In developing our first writing project, the philosophy of the essay, we focused on the ways that we, as essayists, can effectively establish and organize our argument. In terms of our writing rubric, these elements include clarity, complexity, and arrangement.
Here are same samples to consider as models–not of perfection, but of elements of essay writing that are working well and effectively, and thus would be useful to consider as we turn our attention to the second writing project.
Rachel’s project, “Performing the Essay: Writing as a Performance Art,” provides a good model for ways that the clarity and complexity of an argument can be established early–and then unfolded and developed throughout. The title is a good starting point, which signals the primary analogy that she will then both critically explore (as a reader) and rhetorically use (as a writer) in the essay. You will notice, as well, that the introduction (like the abstract) establishes the problem that the essay (understood as performance) proposes to explore and resolve: the essay as art vs. the “unfortunate” and “upsetting” institutionalization of the essay in schools.
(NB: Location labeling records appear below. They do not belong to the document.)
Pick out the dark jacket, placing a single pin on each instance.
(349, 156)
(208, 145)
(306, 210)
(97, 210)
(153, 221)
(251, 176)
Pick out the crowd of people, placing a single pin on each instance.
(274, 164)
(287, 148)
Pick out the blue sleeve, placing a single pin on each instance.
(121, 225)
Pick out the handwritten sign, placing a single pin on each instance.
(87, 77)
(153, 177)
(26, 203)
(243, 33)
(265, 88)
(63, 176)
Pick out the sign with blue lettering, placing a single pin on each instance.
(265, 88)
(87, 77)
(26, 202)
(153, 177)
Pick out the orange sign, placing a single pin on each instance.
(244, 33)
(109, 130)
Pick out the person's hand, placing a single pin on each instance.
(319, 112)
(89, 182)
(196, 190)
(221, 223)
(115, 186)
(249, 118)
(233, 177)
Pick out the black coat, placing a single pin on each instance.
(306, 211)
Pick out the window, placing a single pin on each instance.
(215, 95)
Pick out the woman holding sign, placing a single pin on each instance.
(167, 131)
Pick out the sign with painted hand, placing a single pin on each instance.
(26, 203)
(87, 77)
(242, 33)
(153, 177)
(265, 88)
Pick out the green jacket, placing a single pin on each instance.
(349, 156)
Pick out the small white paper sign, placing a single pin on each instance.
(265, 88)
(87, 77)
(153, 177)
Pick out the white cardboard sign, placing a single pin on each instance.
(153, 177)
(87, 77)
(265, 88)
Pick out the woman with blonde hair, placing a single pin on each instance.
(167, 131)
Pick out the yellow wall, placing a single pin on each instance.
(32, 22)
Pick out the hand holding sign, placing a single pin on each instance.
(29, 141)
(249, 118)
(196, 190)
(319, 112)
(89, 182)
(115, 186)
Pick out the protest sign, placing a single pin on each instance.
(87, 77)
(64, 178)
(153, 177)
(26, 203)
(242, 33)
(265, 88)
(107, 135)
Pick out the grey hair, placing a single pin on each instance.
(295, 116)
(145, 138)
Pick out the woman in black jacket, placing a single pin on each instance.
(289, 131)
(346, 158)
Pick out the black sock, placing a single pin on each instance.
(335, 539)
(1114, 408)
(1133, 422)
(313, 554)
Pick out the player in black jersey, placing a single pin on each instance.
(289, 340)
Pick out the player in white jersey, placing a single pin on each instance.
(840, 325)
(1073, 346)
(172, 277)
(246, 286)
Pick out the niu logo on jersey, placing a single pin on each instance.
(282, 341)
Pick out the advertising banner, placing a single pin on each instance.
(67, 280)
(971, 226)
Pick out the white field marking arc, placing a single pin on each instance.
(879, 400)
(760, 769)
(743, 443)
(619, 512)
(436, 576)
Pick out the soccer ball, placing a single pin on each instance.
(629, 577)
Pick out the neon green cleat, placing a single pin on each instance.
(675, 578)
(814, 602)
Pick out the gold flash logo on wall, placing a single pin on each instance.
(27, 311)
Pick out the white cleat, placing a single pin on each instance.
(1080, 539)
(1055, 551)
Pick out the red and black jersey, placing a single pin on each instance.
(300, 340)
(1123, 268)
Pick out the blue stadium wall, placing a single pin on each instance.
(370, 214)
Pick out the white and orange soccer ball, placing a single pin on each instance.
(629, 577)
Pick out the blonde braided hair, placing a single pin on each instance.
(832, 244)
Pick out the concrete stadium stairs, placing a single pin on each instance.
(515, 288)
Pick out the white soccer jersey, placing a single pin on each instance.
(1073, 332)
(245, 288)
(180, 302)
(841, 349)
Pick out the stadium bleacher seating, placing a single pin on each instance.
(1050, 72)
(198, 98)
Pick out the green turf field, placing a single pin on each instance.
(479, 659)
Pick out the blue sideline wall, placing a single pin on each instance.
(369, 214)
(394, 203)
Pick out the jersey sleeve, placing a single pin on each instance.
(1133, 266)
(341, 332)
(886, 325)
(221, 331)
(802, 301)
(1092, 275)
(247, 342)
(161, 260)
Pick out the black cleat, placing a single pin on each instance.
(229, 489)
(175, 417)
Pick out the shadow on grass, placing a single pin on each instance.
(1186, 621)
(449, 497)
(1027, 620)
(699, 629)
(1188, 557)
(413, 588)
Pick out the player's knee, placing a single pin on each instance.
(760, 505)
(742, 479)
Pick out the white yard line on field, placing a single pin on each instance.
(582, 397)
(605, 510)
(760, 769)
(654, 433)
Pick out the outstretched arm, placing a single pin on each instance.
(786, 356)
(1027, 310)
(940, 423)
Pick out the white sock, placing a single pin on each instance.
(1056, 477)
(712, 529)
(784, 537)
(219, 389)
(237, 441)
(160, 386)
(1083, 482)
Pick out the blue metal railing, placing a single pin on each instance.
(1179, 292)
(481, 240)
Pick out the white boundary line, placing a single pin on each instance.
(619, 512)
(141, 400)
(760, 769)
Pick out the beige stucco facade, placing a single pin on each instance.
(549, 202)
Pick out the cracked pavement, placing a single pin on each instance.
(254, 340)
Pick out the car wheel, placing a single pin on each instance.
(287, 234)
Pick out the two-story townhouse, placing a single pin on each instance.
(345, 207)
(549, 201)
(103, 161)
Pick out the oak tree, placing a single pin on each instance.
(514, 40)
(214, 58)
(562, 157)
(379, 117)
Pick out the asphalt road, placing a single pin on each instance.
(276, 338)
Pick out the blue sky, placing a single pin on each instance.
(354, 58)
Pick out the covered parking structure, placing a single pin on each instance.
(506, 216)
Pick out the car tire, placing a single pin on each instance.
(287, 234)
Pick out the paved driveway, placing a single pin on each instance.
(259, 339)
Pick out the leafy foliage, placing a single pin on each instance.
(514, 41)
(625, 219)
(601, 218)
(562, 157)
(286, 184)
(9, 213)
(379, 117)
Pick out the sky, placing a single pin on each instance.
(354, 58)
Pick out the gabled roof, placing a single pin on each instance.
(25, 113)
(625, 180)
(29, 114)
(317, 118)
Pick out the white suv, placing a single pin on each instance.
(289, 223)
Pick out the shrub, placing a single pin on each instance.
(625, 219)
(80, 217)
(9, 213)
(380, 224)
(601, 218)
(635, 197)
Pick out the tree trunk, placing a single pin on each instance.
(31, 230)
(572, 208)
Once the terms of an essay’s argument are clearly established, the complexity of the essay is then unfolded in exploring and interpreting the evidence. Here, an important tool is arrangement, and an effective way to arrangement the argument (across the “body” paragraphs) is to have topic or transition sentences at the beginning of each paragraph that connect the new topic to the previous discussion, while also connecting to the larger argument. We will continue to work on these in project 2 (and as we read and think further about the rhetoric of the essay, we can look for different models of effective transitions in Dillard, Douglass, and others. Andrew provides a good model of effective transitions in his essay “Transition of the Essay: From Montaigne to the Modern Day.” Notice how the first sentence or two of each body paragraph (after the introduction) picks up or signals language and ideas from the previous paragraph and for what follows.
After reading through all of my comments in Canvas (in the rubric, in the overall comment, and on the document itself), I recommend a follow-up conference with me. This is also a great time to visit the Writing Center for further feedback, targeting one or two of the areas that I address in my comments. Before you get started on project 2, it helps to do some further reflection without the pressure of a deadline.